A lot of times, in business practice, two corporations merge together. This can be quite beneficial for both sides. This article lists some of the basic steps to help in the process of merging two corporations together; more detailed information, however, is best learned through online business schools.
Only one of the two corporations will become the sole corporation (existing) and the other corporation will not exist anymore. More than likely, it will be the largest corporation that takes over. If a new corporation is being formed, that would be a consolidation, not a merger.

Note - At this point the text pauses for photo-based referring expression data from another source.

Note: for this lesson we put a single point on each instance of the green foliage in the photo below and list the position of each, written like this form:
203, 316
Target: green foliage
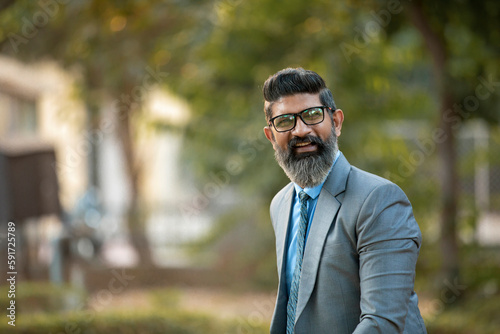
36, 297
133, 322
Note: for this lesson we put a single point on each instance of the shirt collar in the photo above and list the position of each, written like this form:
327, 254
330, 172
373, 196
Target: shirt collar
314, 192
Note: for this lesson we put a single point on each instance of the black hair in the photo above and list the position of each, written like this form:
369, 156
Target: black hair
292, 81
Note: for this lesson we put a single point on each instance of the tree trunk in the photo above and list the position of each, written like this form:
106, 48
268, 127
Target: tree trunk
446, 146
135, 216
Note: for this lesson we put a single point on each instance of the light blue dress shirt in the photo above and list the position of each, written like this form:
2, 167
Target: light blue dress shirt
291, 255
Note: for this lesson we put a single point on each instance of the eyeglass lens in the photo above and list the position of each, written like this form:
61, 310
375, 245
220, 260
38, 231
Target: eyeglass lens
309, 116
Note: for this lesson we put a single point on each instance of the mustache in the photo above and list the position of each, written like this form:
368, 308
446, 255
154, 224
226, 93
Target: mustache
312, 139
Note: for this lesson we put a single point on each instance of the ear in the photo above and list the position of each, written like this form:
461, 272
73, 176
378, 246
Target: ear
269, 134
338, 119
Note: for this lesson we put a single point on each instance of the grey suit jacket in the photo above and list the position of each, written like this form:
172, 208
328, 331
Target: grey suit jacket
359, 261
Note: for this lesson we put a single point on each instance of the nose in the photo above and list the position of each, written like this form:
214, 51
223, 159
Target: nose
301, 129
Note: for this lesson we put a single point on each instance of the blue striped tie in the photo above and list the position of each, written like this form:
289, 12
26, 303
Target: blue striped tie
294, 289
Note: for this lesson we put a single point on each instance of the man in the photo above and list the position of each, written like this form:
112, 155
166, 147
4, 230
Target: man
346, 240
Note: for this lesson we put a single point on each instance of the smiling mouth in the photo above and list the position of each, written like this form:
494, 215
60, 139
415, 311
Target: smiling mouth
305, 147
303, 144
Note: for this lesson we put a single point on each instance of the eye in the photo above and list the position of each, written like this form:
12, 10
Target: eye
284, 121
313, 114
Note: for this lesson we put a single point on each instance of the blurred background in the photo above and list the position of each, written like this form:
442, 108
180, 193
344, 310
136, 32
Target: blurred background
136, 178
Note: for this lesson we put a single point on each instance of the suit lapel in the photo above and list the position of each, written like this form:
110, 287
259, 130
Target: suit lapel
324, 216
281, 231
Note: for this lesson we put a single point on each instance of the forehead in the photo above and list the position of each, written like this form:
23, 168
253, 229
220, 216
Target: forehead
295, 103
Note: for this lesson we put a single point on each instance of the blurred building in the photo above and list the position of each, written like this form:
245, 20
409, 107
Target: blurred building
39, 105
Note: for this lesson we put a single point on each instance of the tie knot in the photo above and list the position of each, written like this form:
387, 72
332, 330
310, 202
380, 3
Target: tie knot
304, 197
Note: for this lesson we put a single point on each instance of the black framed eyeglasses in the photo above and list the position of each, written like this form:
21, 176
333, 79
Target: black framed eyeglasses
309, 116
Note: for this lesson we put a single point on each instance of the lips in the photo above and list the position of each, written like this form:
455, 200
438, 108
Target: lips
303, 144
305, 147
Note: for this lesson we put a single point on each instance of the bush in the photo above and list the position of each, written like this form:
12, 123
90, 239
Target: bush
139, 322
32, 297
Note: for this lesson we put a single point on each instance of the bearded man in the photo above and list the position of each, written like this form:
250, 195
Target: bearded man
346, 240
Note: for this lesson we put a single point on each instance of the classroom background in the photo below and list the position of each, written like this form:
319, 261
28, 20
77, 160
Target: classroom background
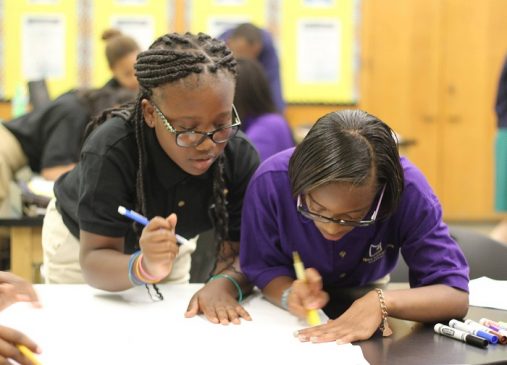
429, 68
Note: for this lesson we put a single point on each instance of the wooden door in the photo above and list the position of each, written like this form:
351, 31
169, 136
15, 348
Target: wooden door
400, 73
473, 49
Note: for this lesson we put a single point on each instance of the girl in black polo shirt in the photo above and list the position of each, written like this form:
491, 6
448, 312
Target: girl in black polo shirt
176, 156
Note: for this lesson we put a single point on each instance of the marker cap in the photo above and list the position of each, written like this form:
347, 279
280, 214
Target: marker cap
488, 336
476, 341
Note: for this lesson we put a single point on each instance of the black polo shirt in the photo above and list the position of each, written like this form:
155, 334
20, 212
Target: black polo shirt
88, 196
52, 136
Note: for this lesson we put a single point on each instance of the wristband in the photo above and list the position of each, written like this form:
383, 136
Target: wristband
384, 326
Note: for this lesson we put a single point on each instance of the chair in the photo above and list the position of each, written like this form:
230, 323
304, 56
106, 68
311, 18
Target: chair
485, 256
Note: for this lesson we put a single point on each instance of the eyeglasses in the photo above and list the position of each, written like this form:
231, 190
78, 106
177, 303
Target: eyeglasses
195, 138
303, 209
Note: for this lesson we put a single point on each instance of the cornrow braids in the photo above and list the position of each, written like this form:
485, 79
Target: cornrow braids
170, 58
225, 254
174, 56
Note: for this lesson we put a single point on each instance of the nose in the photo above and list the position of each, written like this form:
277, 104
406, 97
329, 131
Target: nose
333, 229
206, 145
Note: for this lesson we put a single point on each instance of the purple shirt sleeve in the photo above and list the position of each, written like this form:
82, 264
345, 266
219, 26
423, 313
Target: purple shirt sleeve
270, 134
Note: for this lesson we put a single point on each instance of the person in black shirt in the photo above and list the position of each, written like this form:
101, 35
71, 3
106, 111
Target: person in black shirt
49, 139
121, 53
176, 157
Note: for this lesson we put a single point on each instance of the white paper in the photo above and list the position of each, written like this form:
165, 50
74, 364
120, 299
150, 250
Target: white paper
43, 47
43, 2
218, 25
229, 2
79, 325
141, 28
318, 3
488, 293
318, 51
132, 2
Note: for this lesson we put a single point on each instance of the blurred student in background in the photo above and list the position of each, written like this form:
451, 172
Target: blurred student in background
499, 233
262, 123
121, 54
15, 289
49, 139
249, 41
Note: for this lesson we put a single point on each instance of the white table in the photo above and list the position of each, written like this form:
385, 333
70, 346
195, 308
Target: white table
81, 325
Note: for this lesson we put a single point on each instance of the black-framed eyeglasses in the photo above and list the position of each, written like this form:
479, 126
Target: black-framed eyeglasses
305, 212
195, 138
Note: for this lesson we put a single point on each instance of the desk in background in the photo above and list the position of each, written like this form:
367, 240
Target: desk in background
25, 241
80, 325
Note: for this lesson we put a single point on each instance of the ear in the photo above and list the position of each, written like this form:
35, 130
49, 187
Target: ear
149, 113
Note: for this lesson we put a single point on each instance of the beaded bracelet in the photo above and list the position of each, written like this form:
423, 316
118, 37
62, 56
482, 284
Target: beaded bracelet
384, 325
232, 280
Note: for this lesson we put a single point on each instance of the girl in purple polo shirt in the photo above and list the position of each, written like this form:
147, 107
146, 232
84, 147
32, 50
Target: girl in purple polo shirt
349, 205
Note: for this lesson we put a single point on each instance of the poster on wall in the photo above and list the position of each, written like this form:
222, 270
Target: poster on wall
42, 59
132, 2
318, 51
141, 28
218, 25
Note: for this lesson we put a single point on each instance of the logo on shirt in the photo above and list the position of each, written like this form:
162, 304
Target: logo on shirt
375, 252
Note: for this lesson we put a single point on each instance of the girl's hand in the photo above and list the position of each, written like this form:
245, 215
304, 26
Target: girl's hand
307, 294
15, 289
9, 338
217, 301
359, 322
159, 247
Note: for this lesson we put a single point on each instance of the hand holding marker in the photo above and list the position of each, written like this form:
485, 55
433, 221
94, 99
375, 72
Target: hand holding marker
312, 317
136, 217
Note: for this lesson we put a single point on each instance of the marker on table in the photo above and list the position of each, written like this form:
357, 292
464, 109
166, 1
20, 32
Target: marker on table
472, 330
144, 221
460, 335
312, 317
502, 338
28, 354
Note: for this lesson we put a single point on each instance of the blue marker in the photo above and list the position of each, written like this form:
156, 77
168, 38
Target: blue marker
144, 221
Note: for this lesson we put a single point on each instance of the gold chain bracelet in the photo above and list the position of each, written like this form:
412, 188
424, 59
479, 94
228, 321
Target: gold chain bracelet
384, 325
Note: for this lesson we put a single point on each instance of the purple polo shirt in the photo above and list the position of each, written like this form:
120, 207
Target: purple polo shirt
269, 133
271, 229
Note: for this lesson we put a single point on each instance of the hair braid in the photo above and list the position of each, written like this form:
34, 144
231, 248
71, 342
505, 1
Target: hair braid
225, 255
175, 56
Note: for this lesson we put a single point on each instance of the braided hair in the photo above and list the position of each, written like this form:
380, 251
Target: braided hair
170, 58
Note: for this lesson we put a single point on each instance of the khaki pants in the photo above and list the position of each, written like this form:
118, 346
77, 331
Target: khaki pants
12, 158
61, 253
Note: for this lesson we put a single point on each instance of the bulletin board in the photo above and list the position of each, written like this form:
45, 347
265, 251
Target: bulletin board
215, 16
144, 20
39, 41
317, 49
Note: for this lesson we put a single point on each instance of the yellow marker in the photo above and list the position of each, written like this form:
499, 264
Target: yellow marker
28, 354
312, 317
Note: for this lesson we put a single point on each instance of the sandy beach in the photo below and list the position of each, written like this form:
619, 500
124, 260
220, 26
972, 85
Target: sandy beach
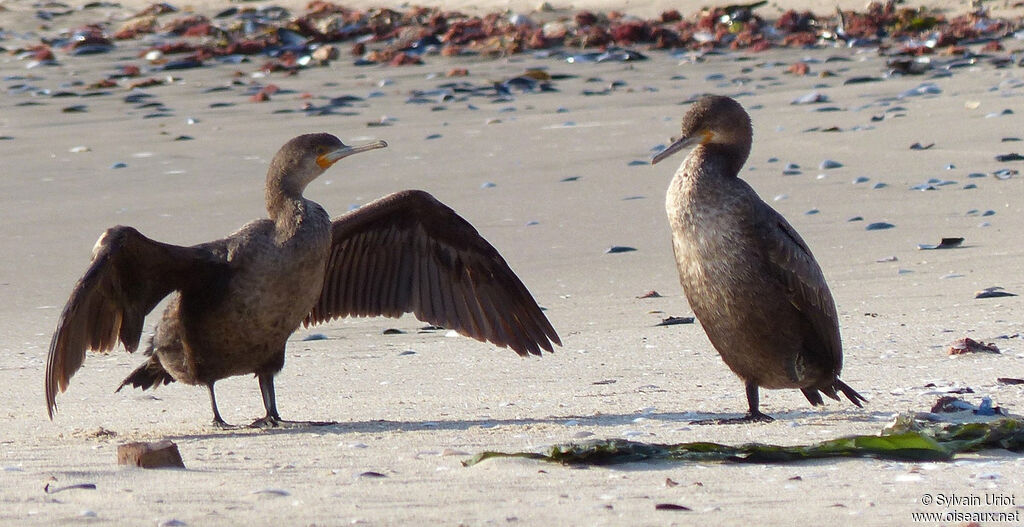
553, 179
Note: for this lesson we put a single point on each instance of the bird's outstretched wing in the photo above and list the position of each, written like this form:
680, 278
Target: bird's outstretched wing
128, 276
793, 262
408, 252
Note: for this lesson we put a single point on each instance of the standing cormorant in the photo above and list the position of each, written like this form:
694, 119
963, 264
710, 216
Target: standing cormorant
749, 277
237, 300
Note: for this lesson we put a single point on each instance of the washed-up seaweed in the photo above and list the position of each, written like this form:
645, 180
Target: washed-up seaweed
908, 439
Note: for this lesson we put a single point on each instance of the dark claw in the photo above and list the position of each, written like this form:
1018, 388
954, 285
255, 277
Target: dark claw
750, 418
224, 426
268, 423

Two corporations will merge together for a few different reasons. Some of these are so that they can cut down on certain costs, the corporations as a team (made into one) may become more valuable if they merge together, the one that will not exist anymore may have been having some troubles, etc. Usually, it is so that the corporation can become more valuable.
One of the first decisions that will need to be made is to decide which one of the corporations will be left as the head of the two combined? This includes all liabilities to the new corporation, meaning that the head of the new corporation holds power over all of it, assets, shares, etc.
Any property (assets) owned by each corporation will go into the new existing corporation, combined.
If there were any instances of trouble with the corporation that will no longer exist, the new corporation has to deal with these issues as if they were its own.
There will still be shareholders and/or the board of directors, and the clerk.
The Articles of Incorporation that was filed when the existing corporation was incorporated needs to be amended. This form was filed to choose the name of the company, its clerk, board of directors, and/or shareholders, what types of services the business would offer, and things like that. The main reason an Articles of Incorporation is filed is to make sure that the chosen business name is not like one that another company has.
Chapter 13 of the MBCA will be helpful in deciding what to do with any other property, shares, etc., and how it is converted to cash into the new corporation.
If you have further legal questions about this, any business attorney should be able to answer your questions or you can enroll in online business classes to get additional information. Your state office can answer other questions about what other paperwork needs to be done.